だからといって私は別にいじけた覚えはないが、現在ほど記録媒体の種類が増え、記録される量も膨大になってくると、そこに生まれる格差は子どもをいじけさせるには十分なほどではないかとも思える。
量的な変化は質的な変化をもたらすものだ。
すでに家庭用ビデオカメラが普及して20年近く経っているのだから、そうした格差はすでに生まれているのかもしれない。どうなんだろう?
「今は貧富の差よりも親の資質というかやる気の差が記録格差の大きな要因」
なるほど。子を持つ親である彼の指摘は鋭いと思う。
貧乏で8ミリは買えなかった、という話ではない。誰でもが動画記録の媒体を使い得るし、デジタルカメラなら携帯電話にさえ付いている。現像・プリントの手間がかからないデジタルカメラは枚数を気にせずいくらでも撮っておけるだろう。
ということは、成長記録は「あって当然」ということになってくるのではないか。
もし記録があまり残されていない場合、子どもに感心がなかった親と判断される可能性は高い。無論、記録の量が親の愛情に比例するとは限らないが、世の大半はそうは思うまい。
ある子どもが、もしその成長記録があまり残されていなかった場合、どう思うかは想像に難くないだろう。

多くの成長記録を持つことが本当に重要なことかどうか、よく分からない。
私は「人格形成に与える影響は小さくないだろうが、少なくとも悪いことじゃないだろう」と安直なことを記しているが、自分の記憶の他に客観的な膨大な「記憶」を持つことが果たして本当に好影響だけなのかどうか、私にはうまく想像できない。
だって持ったことがないんだもん(笑)
しかしたとえば、反抗期で荒れた感情の時も、過去の記録映像や画像がその一服の抑制剤になることも考えられる。
「私は大事にされていたのだな」
そう思える物的証拠、というか外部記憶を持つ人とそうでない人では、たとえば反抗期のあれ方が抑制されるかどうか、極論すれば犯罪につながるかどうかという面などもで差が生まれるのではないか。
いまでは下火になっているのかもしれないが、若い人の間でプリクラが流行していた。友達同士である、という小さな記録がびっしりと敷き詰められたノートや手帳などを目にしたことがある。
あれは、のべつ幕なしに打ち続ける携帯メールやところかまわず喋り続ける携帯電話と同じで「トモダチとつながっている」という確認のための、ともすると強迫神経症みたいな印象も受けるが、自分の過去とのつながりだって重要にならないとは限らない。
そうした影響を考えることは非常に興味深いことだが、「あって当然」という世の中になったときの持たざる人が受ける影響が気にかかる。
何せ現代は「格差」ブームである。
収入の格差は教育の格差によって固定されて行くということで、「格差は遺伝する」とまで言われるほどだ。

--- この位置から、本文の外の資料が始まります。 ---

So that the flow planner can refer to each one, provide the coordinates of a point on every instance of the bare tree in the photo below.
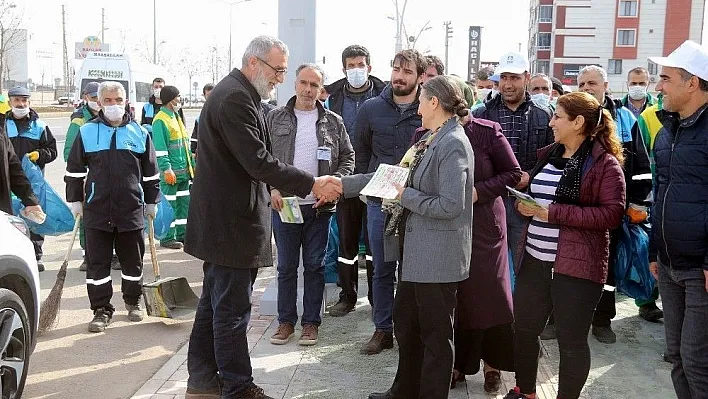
(10, 35)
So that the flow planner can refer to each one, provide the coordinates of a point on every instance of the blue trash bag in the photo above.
(163, 219)
(332, 252)
(59, 219)
(632, 275)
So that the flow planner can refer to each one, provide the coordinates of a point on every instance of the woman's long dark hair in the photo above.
(598, 121)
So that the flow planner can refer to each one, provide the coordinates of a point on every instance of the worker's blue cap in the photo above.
(91, 89)
(18, 91)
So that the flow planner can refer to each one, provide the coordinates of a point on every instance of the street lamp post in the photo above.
(231, 8)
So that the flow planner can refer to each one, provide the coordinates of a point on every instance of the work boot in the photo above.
(115, 263)
(283, 335)
(379, 341)
(549, 332)
(135, 313)
(341, 308)
(651, 313)
(172, 244)
(101, 320)
(309, 335)
(83, 266)
(195, 394)
(253, 391)
(604, 334)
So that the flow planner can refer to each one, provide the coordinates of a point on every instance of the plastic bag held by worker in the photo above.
(164, 218)
(632, 273)
(59, 219)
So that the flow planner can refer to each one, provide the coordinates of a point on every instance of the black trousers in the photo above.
(130, 248)
(573, 301)
(423, 316)
(351, 221)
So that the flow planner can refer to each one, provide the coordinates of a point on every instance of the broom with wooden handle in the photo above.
(50, 306)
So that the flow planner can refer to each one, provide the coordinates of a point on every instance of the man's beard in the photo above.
(406, 90)
(262, 85)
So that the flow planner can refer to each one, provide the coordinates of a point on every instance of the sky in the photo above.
(194, 27)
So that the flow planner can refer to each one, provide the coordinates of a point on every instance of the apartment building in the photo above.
(618, 35)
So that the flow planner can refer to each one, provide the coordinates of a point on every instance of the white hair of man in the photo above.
(316, 67)
(261, 46)
(110, 87)
(594, 68)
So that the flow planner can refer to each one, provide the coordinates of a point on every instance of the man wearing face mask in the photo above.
(152, 107)
(82, 115)
(29, 136)
(112, 180)
(176, 162)
(346, 97)
(638, 97)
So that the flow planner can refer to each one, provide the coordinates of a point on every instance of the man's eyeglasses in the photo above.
(278, 71)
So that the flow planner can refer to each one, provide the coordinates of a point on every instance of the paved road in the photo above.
(70, 362)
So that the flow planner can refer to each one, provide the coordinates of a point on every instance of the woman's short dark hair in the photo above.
(448, 94)
(598, 121)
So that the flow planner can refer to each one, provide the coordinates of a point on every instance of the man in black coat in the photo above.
(230, 218)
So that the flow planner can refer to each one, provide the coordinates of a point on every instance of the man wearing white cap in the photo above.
(524, 124)
(679, 245)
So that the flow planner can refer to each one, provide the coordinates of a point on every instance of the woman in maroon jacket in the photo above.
(579, 189)
(483, 324)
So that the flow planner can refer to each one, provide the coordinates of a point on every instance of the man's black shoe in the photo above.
(651, 313)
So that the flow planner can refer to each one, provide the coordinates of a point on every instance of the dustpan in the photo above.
(169, 297)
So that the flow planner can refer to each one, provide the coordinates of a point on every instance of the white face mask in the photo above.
(114, 112)
(20, 112)
(483, 93)
(541, 99)
(357, 77)
(637, 92)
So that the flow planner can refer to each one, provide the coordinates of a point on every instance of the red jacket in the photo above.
(584, 237)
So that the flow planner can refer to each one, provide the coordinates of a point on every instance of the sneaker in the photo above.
(604, 334)
(101, 320)
(115, 264)
(195, 394)
(172, 244)
(283, 335)
(379, 341)
(253, 391)
(651, 313)
(309, 335)
(135, 313)
(549, 332)
(341, 308)
(83, 266)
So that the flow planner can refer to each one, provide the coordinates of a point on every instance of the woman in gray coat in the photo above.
(432, 222)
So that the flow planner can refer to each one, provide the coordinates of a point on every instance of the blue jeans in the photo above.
(514, 230)
(289, 237)
(685, 303)
(218, 348)
(384, 272)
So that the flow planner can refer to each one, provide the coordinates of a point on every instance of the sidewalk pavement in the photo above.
(631, 368)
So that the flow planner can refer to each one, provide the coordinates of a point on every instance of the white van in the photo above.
(135, 76)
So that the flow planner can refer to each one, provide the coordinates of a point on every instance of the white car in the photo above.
(19, 304)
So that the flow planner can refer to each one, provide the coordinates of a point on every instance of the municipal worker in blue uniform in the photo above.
(113, 181)
(152, 107)
(30, 137)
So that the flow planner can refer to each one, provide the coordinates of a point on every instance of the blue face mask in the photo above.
(541, 99)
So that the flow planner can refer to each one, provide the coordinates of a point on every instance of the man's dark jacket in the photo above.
(12, 178)
(680, 215)
(536, 134)
(229, 211)
(382, 132)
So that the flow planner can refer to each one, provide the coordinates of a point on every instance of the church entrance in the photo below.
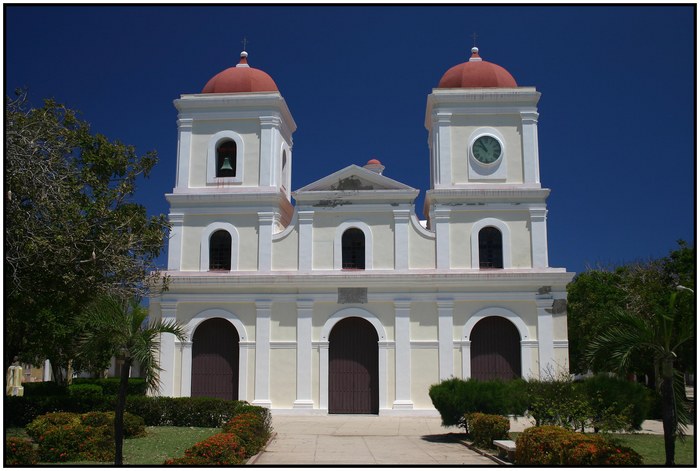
(353, 364)
(495, 349)
(215, 360)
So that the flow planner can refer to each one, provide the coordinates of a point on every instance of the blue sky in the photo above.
(617, 113)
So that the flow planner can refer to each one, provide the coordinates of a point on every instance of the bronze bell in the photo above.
(227, 164)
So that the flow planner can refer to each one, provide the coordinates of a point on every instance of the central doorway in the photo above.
(353, 368)
(215, 360)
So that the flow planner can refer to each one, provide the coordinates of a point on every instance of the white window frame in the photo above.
(206, 238)
(214, 142)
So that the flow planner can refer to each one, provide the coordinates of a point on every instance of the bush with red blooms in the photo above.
(219, 449)
(552, 445)
(19, 452)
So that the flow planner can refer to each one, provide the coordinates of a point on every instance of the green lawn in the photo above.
(651, 447)
(162, 443)
(159, 444)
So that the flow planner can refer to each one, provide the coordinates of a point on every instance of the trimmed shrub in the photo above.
(110, 386)
(539, 445)
(552, 445)
(219, 449)
(19, 452)
(188, 411)
(455, 397)
(617, 404)
(45, 388)
(42, 424)
(251, 431)
(85, 390)
(155, 411)
(133, 424)
(63, 437)
(483, 429)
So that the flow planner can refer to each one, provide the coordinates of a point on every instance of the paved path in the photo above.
(364, 440)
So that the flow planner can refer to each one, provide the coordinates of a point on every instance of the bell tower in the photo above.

(将来読み返すかもしれない年寄りの私に向かって補足している。平成19〜20年はそういう時代だったのです、今老人よ)
記録の格差はそういう意味で教育の格差に似ているかもしれない。
親が社会的に成功を収めている場合、その多くは教育の重要性を知っているということになる。下世話に言えば勉強が出来たから自分はそれなりの暮らしが出来るようになった、だから勉強することは大事である。よって子どもの教育にもそれだけのリソースを投じられる。その子どもはおかげで学業優秀となって、高い収入を得られるポジションを獲得できる。
貧乏人の方は、子どもの教育に投じられるリソースでかなわないことも大きな問題かもしれないが、より大きな問題は教育や学習の重要性そのものを認識していないケースだろう。
それが「貧富の差よりも親の資質というかやる気の差が記録格差の大きな要因」という指摘に重なってくるように思える。
教育の格差が経済的な格差の固定につながるように、親の「やる気の差」が「記録格差」につながる。記録の量がもしも人格の豊かさにつながるとしたら、「人格格差」みたいなことも生まれうるのかもしれない。
そんなものは生まれないことを願いたいが、私はなんだか低周波のように影響してくるのではないかという気もする。
ここでさらに一枚の写真を紹介する。
先の写真から40年経ったこんな姿だ。

42yearsold.jpg

これは一昨年、2006年のヴェネチア映画祭に行った折、サンマルコ広場で撮影されたものである。じき42歳になるという頃だから、先の写真からちょうど40年後である。
何を食って私はこんなにでかくなったのだろう。
さて、先の写真と合わせてこれら2枚の写真を「原画」と考えると、この間には40年分の中割りが「動画」として入ることになるが、その記録=動画は最初から存在しないか、あるいは大半が失われているわけで、つまりは貧相な数の動画しか入らないことになる。
アニメーションにおける動きの豊かさは、動画枚数の豊かさに比例する傾向にあることを考えると、やはり間をつなぐための記録は豊かであった方がそうでない場合より、何かいいような気がしてくる。
やはり記録格差が人格格差につながるように思えてくる。